18+
реклама
18+
Бургер менюБургер меню

Иван Наживин – Во дни Пушкина. Том 2 (страница 32)

18

– Как так?

– Ну, это история длинная, расскажу потом как-нибудь… Но только тут ты в точку попал…

– Уж я тебе говорю! – убежденно воскликнул старик. – Я все это теперь отметаю… А коли пристают: кто-де ты?

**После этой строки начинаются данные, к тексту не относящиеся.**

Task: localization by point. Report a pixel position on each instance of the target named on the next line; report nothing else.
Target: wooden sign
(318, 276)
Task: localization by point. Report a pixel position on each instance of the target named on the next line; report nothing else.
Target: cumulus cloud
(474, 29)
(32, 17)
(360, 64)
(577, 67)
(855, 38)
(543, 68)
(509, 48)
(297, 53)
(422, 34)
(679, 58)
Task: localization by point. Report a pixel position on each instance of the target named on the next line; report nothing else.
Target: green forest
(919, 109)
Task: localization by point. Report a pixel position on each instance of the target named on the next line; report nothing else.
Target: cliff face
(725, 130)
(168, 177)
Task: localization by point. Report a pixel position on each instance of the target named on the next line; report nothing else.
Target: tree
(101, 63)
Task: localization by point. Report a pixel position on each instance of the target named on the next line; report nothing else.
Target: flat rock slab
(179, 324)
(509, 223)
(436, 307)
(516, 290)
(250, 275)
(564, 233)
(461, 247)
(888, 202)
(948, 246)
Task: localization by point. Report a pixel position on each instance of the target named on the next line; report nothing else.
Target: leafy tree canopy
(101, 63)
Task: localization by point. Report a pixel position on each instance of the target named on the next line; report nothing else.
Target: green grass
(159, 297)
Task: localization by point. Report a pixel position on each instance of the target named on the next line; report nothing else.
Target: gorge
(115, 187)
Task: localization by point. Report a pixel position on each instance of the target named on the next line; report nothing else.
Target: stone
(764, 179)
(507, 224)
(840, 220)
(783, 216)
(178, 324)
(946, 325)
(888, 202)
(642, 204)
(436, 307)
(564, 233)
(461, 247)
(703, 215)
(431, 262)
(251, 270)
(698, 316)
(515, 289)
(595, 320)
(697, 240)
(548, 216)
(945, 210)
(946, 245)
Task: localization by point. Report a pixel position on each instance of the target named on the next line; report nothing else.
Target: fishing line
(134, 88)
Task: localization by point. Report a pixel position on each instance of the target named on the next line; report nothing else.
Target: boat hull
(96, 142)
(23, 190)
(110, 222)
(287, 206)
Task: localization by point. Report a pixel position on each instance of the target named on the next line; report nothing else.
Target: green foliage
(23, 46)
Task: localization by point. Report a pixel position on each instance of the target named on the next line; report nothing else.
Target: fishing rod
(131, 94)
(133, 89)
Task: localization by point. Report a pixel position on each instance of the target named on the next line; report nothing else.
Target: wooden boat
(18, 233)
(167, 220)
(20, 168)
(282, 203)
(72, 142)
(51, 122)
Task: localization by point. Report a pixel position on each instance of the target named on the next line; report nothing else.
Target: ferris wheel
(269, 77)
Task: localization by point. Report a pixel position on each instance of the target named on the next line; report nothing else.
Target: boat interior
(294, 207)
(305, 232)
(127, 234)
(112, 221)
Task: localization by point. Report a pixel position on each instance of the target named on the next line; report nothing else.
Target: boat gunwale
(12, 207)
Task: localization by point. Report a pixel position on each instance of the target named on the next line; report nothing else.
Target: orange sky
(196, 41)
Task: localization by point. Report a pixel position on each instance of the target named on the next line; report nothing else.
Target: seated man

Я только говорю: бродяжка, мол, непутевый – вроде тебя…

И он засмеялся всеми своими морщинками.

– Ну, а офеня-то твой как же? – повторил полковник, которому старый чудак чрезвычайно нравился.

– Приятель мой, офеня, – да что, брат, и он свою беловодию придумал! – засмеялся старик весело. – Увидал он эти богатства сибирския, разгорелись глаза его, бросился он во всякия торговые дела, как то офене и полагается… У его душа офеней оказалась… И я так полагаю теперь, что у всякого человека Беловодия своя… А? – весело метнул он на полковника своими детскими глазками. – У офени – своя, у царя – своя, а у нас с тобой вот – своя… Что, али и ты здесь от братьев-человеков спасаешься?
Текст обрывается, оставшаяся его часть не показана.